McGill.CA / Science / Department of Physics

Physical Society Colloquium

Mini-Beatty Lectures 2005/2006 - Part III

Robert Kirshner

Clowes Professor of Science, Harvard University
President, American Astronomical Society


Public Lecture

Thursday, March 30th 2006, 19:00
Leacock Auditorium

A Blunder Undone:
Exploding Stars, Dark Energy and the Accelerating Cosmos


Scientific Lecture

Friday, March 31st 2006, 15:30
Keys Auditorium, Rutherford Physics Building

Foundations of Supernova Cosmology

Observations of thermonuclear supernova explosions indicate that the expansion of the Universe is speeding up and point to the existence of dark energy.

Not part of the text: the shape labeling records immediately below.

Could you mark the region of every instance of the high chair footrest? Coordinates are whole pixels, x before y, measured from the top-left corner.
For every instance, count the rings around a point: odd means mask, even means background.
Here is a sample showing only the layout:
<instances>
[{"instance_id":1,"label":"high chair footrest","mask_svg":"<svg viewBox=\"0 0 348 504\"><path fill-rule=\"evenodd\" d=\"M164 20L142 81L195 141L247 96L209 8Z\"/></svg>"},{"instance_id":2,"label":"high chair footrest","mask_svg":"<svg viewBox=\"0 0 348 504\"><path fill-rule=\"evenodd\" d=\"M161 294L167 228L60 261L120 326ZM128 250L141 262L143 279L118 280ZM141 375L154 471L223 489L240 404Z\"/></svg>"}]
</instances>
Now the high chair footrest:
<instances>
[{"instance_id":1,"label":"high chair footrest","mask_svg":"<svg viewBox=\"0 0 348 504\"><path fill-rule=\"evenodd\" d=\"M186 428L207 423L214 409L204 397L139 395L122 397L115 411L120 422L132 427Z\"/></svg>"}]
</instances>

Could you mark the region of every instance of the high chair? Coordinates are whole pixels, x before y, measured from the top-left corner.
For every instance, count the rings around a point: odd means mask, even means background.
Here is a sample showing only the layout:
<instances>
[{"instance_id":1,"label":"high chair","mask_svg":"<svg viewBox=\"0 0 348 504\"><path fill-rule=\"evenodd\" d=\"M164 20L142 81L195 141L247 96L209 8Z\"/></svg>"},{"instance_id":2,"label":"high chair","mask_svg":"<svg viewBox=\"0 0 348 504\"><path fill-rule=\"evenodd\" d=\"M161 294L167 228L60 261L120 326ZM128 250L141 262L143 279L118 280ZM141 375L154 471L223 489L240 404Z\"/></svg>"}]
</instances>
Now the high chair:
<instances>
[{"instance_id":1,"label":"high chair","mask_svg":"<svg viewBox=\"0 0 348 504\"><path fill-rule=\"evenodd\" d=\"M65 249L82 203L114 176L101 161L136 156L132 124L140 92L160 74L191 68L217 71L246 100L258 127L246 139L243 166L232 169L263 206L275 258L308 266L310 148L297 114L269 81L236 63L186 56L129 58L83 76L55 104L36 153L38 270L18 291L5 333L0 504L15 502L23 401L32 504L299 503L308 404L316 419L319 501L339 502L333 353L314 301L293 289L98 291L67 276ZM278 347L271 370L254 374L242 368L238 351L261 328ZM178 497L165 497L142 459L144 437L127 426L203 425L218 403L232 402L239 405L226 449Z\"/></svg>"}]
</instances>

This talk will review the evidence that measuring the time history and colors (the “light curve”) of a Type Ia supernova provides a distance indicator that is good to better than 9%, making these the best extragalactic distance indicators. I will sketch the method by which the observed history of cosmic expansion is used to constrain the properties of dark energy. The dark energy appears to be consistent with the Cosmological Constant, only at much, much smaller values than predicted by fundamental physical theory. Present and future observational work from the ground can constrain the equation of state for the dark energy to 10%; future space-based missions can do much better.